Ils furent interrompus par la maman de Zoé, qui, du bas de l’escalier, l’appelait pour le dîner. Elle se faufila du placard en enfilant sa robe de chambre épaisse, aux grandes poches. Durant tout le repas, elle s’arrangea pour y glisser des bouts de pain et de gruyère, il ne fallait pas laisser son prince sans manger. Quand elle remonta, Ramzan se jeta sur la nourriture. Zoé était fière de voir qu’il appréciait sa nourriture, mais elle regretta de ne pas en avoir pris plus. Elle attendit qu’il ait fini de manger pour refermer la porte du placard, sa mère venait toujours l’embrasser avant qu’elle s’endorme, il ne fallait pas qu’elle le voit. Avant que la porte ne se referme complètement, elle plaça de nouveau un doigt sur sa bouche, tandis que de son autre main elle lui disait au-revoir. Elle l’entendit lui murmurer quelque-chose, à quoi elle répondit :

– Bonne nuit Ramzan !

La période se prêtait bien à leur amitié naissante. Les vacances de noël venaient à peine de commencer et Zoé restait à la maison, gardée par sa grand-maman, une petite mamie-gâteau aux cheveux blancs comme neige et dont la légère surdité allait bien arranger les deux enfants.

Les jours qui suivirent, la petite fille passa tout son temps auprès de Ramzan. Avant de descendre le matin, elle s’assurait qu’il allait bien, enfoui sous le duvet dans le placard. Au petit déjeuner, elle glissait des cookies tous chauds au fond de ses poches dès que grand-maman avait le dos tourné. Le reste du temps, elle se promenait constamment avec son petit sac à dos rose qu’elle remplissait discrètement de bonbons, de madeleines, de gâteaux apéritif et de bouteilles de soda. Elle ne choisissait que le meilleur pour cet invité de marque qui devait être habitué aux repas luxueux des palais. Sa vie était devenue une véritable aventure. Tel un agent secret, elle se glissait le long des murs, le long des portes, passait comme une ombre dans le dos de la vieille dame, son cœur battant à tout rompre de peur de se faire prendre. Elle faisait le guet pendant que Ramzan utilisait les toilettes et occupait sa grand-mère pendant qu’il était dans la salle de bains. Ils passaient le maximum de temps ensemble, apprenant à se connaître, au travers des gestes, des dessins et des livres. Elle apprit le nom du pays dont elle l’imaginait le roi, à compter dans sa langue aux accents caverneux. Elle était sûre que ça lui serait utile si un jour il l’emmenait dans son château à l’autre bout du monde.
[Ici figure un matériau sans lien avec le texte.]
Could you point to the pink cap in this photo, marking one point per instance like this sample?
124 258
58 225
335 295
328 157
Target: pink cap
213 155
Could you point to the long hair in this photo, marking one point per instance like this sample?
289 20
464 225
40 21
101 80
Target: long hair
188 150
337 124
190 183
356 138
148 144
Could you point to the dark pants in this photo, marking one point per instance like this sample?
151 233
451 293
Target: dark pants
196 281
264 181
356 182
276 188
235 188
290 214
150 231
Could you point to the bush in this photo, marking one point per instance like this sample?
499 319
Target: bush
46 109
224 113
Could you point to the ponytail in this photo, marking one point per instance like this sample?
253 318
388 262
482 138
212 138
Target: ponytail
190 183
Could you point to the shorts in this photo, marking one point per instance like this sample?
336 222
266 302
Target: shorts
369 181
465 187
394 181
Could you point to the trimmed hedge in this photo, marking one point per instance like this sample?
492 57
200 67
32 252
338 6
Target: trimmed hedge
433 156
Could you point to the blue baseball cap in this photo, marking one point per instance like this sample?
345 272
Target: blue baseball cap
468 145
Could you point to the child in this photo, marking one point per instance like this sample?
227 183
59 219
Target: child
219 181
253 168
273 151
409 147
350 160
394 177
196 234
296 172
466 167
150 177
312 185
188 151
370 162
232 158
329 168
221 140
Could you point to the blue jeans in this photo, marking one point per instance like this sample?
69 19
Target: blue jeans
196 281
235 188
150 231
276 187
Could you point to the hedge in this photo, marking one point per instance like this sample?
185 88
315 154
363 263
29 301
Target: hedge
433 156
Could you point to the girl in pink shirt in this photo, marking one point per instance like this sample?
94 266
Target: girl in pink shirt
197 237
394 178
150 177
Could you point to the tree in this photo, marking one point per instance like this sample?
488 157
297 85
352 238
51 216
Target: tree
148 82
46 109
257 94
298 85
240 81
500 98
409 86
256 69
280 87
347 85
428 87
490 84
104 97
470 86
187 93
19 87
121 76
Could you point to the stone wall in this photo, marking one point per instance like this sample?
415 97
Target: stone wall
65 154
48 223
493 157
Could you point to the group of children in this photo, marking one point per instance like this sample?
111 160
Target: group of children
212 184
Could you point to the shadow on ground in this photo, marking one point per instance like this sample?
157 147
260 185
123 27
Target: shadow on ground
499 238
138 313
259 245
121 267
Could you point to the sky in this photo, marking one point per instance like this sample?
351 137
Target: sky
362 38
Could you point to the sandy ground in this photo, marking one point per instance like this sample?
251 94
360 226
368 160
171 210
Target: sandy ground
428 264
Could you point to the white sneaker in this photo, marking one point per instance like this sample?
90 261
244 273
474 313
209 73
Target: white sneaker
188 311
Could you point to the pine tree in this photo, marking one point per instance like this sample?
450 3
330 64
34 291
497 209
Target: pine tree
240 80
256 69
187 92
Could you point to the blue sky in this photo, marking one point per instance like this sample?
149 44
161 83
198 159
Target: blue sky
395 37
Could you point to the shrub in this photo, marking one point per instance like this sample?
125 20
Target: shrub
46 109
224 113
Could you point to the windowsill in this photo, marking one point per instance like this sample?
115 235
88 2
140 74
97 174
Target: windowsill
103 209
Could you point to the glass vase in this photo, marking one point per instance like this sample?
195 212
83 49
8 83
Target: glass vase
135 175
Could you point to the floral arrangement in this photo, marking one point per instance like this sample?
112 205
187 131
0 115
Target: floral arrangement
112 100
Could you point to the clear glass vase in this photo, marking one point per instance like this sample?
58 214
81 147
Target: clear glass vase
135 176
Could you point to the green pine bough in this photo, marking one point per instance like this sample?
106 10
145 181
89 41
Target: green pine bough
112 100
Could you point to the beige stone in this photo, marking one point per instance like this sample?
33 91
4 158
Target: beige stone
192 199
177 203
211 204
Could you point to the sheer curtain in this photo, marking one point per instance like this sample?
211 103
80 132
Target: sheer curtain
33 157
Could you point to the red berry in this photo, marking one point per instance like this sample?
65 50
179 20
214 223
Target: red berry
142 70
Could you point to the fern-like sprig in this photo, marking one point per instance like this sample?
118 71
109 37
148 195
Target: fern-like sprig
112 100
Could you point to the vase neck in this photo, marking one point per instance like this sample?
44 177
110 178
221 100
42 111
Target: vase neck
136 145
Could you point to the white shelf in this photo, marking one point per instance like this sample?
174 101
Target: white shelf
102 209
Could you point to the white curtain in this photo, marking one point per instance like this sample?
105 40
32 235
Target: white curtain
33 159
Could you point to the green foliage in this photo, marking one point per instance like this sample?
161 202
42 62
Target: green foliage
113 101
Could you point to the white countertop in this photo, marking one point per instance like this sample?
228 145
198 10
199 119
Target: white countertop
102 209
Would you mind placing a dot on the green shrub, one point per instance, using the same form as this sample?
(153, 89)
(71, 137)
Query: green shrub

Ramzan savait maintenant où il se trouvait sur la carte de France (même ça ne voulait pas dire grand chose pour lui), il apprit à dessiner des licornes et Zoé lui enseigna à dire « merde ». Il adorait la voir éclater de rire à chaque fois qu’il prononçait ce mot et voir ses yeux s’illuminer. Il était persuadé qu’il s’agissait d’un mot secret et magique à n’utiliser qu’en cas d’urgence. Ils s’étaient inventé un langage propre fait de signes et de mots balbutiés dans une langue inconnue.

Tout se passa sans accroc jusqu’au week-end. Les parents de Zoé vinrent relayer Grand-maman et la petite fille avait du mal à surveiller les allées et venues de deux adultes en permanence.

Maman avait la vilaine habitude de marcher constamment en chaussettes, on ne l’entendait pas arriver. La porte s’ouvrit dans leur dos alors que les deux enfants avaient le visage collé à la fenêtre, étudiant les dessins harmonieux du givre sur la vitre.

– Zoé ! C’est qui ce garçon ?

Les deux enfants s’étaient retournés d’un seul mouvement d’une parfaite harmonie. Le visage de Ramzan s’était transformé. On y lisait la peur, la panique même. Marion s’était déjà avancée dans la pièce et elle fixait maintenant le placard grand ouvert sur les duvets en boule, les miettes de gâteaux et les bouteilles vides. Son regard incrédule passa sur les deux enfants, sa bouche s’ouvrant et se refermant comme un poisson manquant d’air, puis finalement :

– Pierre !!! Viens vite !

Le père de Zoé monta en un clin d’œil.

– Regarde !

Sa main passait du petit garçon, qui portait le jogging de sa fille, au placard dans un mouvement nerveux. Elle put enfin articuler :

– D’où il sort ce gamin ? Tu le connais toi ? Zoé ?

– C’est mon ami maman…

Elle se tourna vers le garçon :

– Tu habites dans le quartier ? Comment s’appellent tes parents ?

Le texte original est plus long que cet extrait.